On Fri, 1 Feb 2019 at 16:44, Biju Das <biju.das@bp.renesas.com> wrote:
>
> Hi Vincent,
>
> Thanks for the feedback. Instead of reverting.  I just modified the patch like this and it fixed the issue.
>
> diff --git a/drivers/base/power/runtime.c b/drivers/base/power/runtime.c
> index 4eaf166..145a182 100644
> --- a/drivers/base/power/runtime.c
> +++ b/drivers/base/power/runtime.c
> @@ -66,7 +66,7 @@ static int rpm_suspend(struct device *dev, int rpmflags);
>   */
>  void update_pm_runtime_accounting(struct device *dev)
>  {
> -       u64 now = ktime_to_ns(ktime_get());
> +       u64 now = ktime_get_mono_fast_ns();
>         u64 delta;

yes.
This probably also need to be changed in another place
(pm_runtime_enable) to be safe
Our email have crossed.
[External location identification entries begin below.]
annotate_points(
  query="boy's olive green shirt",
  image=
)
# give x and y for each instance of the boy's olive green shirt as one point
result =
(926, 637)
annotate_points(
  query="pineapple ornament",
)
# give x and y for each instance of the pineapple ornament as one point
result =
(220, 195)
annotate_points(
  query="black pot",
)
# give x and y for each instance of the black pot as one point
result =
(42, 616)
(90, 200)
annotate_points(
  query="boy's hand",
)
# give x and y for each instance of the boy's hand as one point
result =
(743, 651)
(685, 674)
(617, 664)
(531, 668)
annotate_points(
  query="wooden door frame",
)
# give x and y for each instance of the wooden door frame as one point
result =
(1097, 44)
I just sent something similar



>
> regards,
> Biju
>
> > -----Original Message-----
> > From: linux-renesas-soc-owner@vger.kernel.org <linux-renesas-soc-
> > owner@vger.kernel.org> On Behalf Of Vincent Guittot
> > Sent: 01 February 2019 15:29
> > To: Biju Das <biju.das@bp.renesas.com>
> > Cc: Rafael J. Wysocki <rafael@kernel.org>; Linux PM <linux-
> > pm@vger.kernel.org>; Linux Kernel Mailing List <linux-
> > kernel@vger.kernel.org>; Linux ARM <linux-arm-
> > kernel@lists.infradead.org>; Linux OMAP Mailing List <linux-
> > omap@vger.kernel.org>; Rafael J. Wysocki <rjw@rjwysocki.net>; Ulf
> > Hansson <ulf.hansson@linaro.org>; Geert Uytterhoeven <geert@linux-
> > m68k.org>; Linux-Renesas <linux-renesas-soc@vger.kernel.org>
> > Subject: Re: [PATCH v3] PM-runtime: fix deadlock with ktime
> >
> > On Fri, 1 Feb 2019 at 16:02, Biju Das <biju.das@bp.renesas.com> wrote:
> > >
> > > Hi Vincent,
> > >
> > > I have rebased my kernel to "next-20190201".  Still I am seeing dead lock.
> > >
> > > Am I missing any patch?
> >
> > No you don't miss anything.
> > I think that it's the opposite.
> >
> > Modification in time accounting in PM runtime has been queued but it has
> > not moved (yet) to ktime_get_mono_fast_ns()
> >
> > Can you try to revert c669560be6c8 ("PM-runtime: Replace jiffies-based
> > accounting with ktime-based accounting") ?
> >
> > >
> > > root@ek874:/# echo e61e0000.timer >
> > > /sys/devices/system/clocksource/clocksource0/current_clocksource
> > > [  193.869423]
> > > [  193.870963] ============================================
> > > [  193.876292] WARNING: possible recursive locking detected [
> > > 193.881625] 5.0.0-rc4-next-20190201-00007-g731346f #3 Not tainted [
> > > 193.887737] --------------------------------------------
> > > [  193.893066] migration/0/11 is trying to acquire lock:
> > > [  193.898136] (____ptrval____) (tk_core.seq){----}, at:
> > > update_pm_runtime_accounting+0x14/0x68
> > > [  193.906632]
> > > [  193.906632] but task is already holding lock:
> > > [  193.912483] (____ptrval____) (tk_core.seq){----}, at:
> > > multi_cpu_stop+0x8c/0x140 [  193.919828] [  193.919828] other info
> > > that might help us debug this:
> > > [  193.926377]  Possible unsafe locking scenario:
> > > [  193.926377]
> > > [  193.932314]        CPU0
> > > [  193.934765]        ----
> > > [  193.937216]   lock(tk_core.seq);
> > > [  193.940453]   lock(tk_core.seq);
> > > [  193.943691]
> > > [  193.943691]  *** DEADLOCK ***
> > > [  193.943691]
> > > [  193.949634]  May be due to missing lock nesting notation [
> > > 193.949634] [  193.956446] 3 locks held by migration/0/11:
> > > [  193.960642]  #0: (____ptrval____) (timekeeper_lock){-.-.}, at:
> > > change_clocksource+0x2c/0x118 [  193.969125]  #1: (____ptrval____)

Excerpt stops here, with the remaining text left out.